Transforming WordML to HTML: Support for Images

| 20 Comments | 2 TrackBacks

Update: this post is outdated, see "WordML2HTML with support for images stylesheet updated" for updates.

Here is a new version of WordML2HTML XSLT stylesheet, developed by Microsoft for Word 2003 Beta2 and adapted by me to Word 2003 RTM. I called this version "1.1-.NET-script". Here is why. Along with some bug fixes (typo with w:rStyle, empty <title> in generated HTML etc) I implemented basic support for images. That required XSLT extension function, which I implemented with .NET and <msxsl:script>. MHT and MSXML/Jscript versions are coming soon.

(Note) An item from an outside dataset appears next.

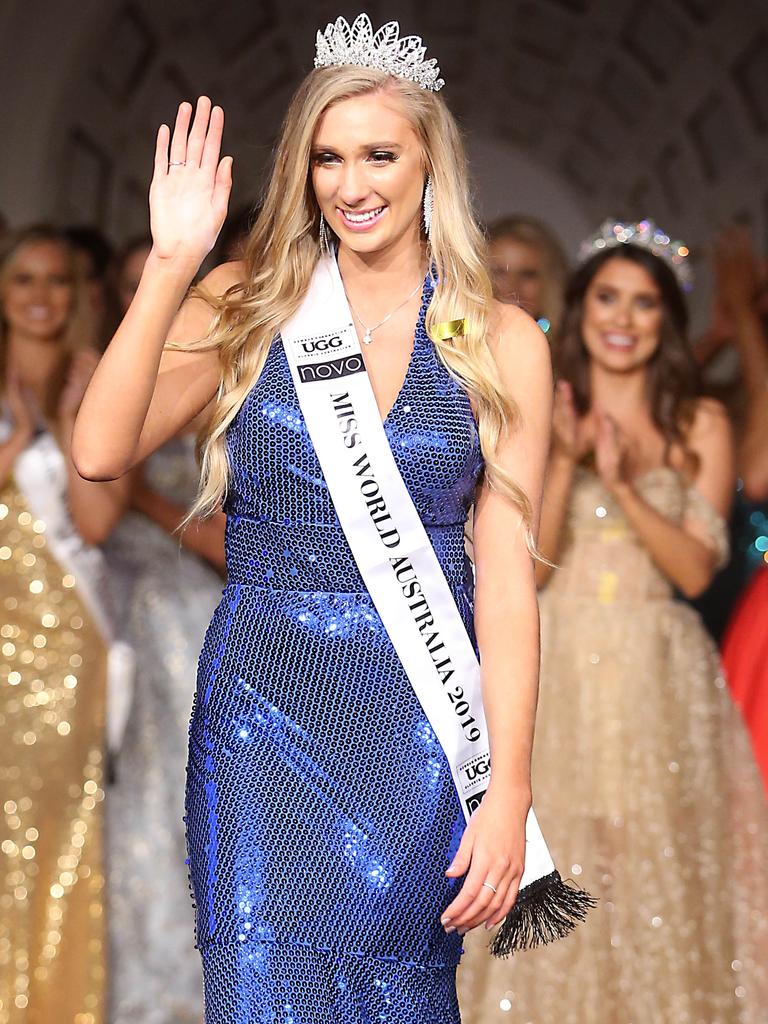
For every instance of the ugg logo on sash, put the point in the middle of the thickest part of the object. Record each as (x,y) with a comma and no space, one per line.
(406,581)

Word 2003 allows to save document as "Single File Web Page" (*.mht aka Web Archive file) or as usual HTML document. In the latter case all images embedded into Word document are saved into documentName_files directory. Here is a challenge - how to implement it with XSLT. Obviously we need extension function to decode (Base64) embedded image and to write to a directory. That's not a big deal, but the problem is it makes XSLT stylesheet not portable, that's why I need different versions for .NET, MSXML etc. Second problem - WordML document doesn't store name of file, so the question is how to name a directory where to save decoded images. I introduced a global stylesheet parameter called docName to facilitate the issue. If docName parameter isn't provided, it's defaulted to first 10 characters of the document title.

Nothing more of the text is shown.